Another area that is important to discuss is the selection of data that enabled these predictions. The authors considered the use of real operational data, but they selected the well-established N-CMAPSS database for a number of reasons. First, the globally acknowledged quality of this database ensures that the results are not compromised by data quality issues, so the conclusions can be interpreted only from the perspective of the predictive capabilities of the method. Second, the deterioration modes introduced by the different employed datasets (DS01, DS03, and DS08a) mean that the predictive capabilities of the method can also be tested in controlled conditions that take into consideration the physical evolution of engine degradation. Moreover, the increasing complexity of the datasets allows for a comparison of the accuracy of the predictions based on the complexity of the simulated operating points.
A final objective of such methods is the building of trust in predictions made by ML algorithms. The transparency of the GAM as an algorithm, in combination with the accuracy of the obtained results, gives a first indication that trustworthiness can be ensured only if trusted data and a suitable algorithm are combined. This is a first step towards certifiable artificial intelligence for aeronautical applications. A very important element of this roadmap is data quality considerations, as presented in this work as well. A main point here is that data quality is not static; it depends on the desired application and outcome. For example, a dataset might be biased by definition, but if the objective of the application is to be used for the training of an algorithm that focuses only on a specific range within the operational design domain, then this might not be a problem. However, the development of such methods requires an excellent understanding of the problem and its applications so lack of bias, completeness, representativeness and traceability can be ensured to the degree that they satisfy the problem requirements.

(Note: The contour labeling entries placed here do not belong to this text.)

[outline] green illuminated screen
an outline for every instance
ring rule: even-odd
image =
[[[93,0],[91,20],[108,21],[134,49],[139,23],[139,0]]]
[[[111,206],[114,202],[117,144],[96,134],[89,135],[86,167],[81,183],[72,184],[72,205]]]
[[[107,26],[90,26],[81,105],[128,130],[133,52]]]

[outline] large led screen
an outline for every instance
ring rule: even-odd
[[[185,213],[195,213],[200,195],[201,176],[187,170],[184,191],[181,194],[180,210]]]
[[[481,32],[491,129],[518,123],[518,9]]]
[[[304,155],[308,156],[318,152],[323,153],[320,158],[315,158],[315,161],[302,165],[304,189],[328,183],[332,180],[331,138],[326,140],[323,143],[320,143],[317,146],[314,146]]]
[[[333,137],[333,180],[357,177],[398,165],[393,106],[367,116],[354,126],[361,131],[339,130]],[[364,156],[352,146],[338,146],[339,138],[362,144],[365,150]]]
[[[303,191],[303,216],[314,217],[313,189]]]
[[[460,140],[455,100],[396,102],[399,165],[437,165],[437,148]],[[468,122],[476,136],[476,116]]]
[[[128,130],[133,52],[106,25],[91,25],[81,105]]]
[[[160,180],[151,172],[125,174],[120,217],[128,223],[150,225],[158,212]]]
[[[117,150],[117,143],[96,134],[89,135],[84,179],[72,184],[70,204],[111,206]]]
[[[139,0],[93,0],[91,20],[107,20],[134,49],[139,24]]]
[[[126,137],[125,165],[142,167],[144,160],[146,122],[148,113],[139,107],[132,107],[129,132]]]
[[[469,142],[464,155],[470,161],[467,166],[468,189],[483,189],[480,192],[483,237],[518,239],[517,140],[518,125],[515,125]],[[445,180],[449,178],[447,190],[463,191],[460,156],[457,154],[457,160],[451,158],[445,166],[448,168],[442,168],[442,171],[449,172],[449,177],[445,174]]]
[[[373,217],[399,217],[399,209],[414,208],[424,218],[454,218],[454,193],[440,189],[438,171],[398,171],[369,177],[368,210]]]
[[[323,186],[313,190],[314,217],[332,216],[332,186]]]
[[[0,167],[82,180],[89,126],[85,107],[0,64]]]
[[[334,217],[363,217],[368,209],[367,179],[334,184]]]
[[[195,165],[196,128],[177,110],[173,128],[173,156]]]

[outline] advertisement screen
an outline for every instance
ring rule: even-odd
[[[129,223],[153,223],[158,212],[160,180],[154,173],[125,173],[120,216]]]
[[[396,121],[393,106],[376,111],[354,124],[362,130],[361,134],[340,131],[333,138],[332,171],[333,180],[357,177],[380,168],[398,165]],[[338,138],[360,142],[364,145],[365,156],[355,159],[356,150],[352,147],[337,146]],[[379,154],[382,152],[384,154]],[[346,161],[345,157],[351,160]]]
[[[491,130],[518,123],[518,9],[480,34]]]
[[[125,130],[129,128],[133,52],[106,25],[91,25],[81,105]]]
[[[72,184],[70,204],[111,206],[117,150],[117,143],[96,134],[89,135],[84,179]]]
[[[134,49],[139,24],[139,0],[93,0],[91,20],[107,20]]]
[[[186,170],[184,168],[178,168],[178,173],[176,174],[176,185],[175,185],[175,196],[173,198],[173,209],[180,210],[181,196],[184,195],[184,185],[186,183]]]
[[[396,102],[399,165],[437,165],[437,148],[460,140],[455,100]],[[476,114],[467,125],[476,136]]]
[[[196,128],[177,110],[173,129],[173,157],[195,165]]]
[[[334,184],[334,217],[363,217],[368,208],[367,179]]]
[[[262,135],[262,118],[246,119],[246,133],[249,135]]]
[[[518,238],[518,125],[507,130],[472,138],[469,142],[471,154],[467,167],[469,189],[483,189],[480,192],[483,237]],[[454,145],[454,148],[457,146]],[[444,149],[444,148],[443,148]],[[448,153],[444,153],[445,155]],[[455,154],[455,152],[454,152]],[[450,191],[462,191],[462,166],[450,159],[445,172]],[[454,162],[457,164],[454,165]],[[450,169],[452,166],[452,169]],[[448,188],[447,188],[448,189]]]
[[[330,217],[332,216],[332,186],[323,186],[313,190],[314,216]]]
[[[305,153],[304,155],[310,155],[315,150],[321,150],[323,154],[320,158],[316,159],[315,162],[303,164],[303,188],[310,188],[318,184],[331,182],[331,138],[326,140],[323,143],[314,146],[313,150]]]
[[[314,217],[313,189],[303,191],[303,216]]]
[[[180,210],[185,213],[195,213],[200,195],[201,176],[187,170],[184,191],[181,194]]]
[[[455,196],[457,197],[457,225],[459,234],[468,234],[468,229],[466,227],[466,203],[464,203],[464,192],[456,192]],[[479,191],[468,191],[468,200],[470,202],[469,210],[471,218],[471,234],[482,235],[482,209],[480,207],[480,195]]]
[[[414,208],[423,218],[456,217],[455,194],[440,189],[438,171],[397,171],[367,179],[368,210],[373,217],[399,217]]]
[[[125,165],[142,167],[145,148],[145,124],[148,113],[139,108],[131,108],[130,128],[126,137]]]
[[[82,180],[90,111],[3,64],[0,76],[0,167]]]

To summarise, despite the highly encouraging results, future research could focus on the expansion of the prediction horizon. It can also include input from other databases, either synthetic or real ones. Moreover, different combinations of features can be examined in order to emulate different faults in engine parameter measurement in real conditions. Lastly, the trustworthiness considerations of the method can be expanded by detailed research of the employed real datasets, so any shortcomings are always revealed, discussed, and addressed from the perspective of AI certifiability.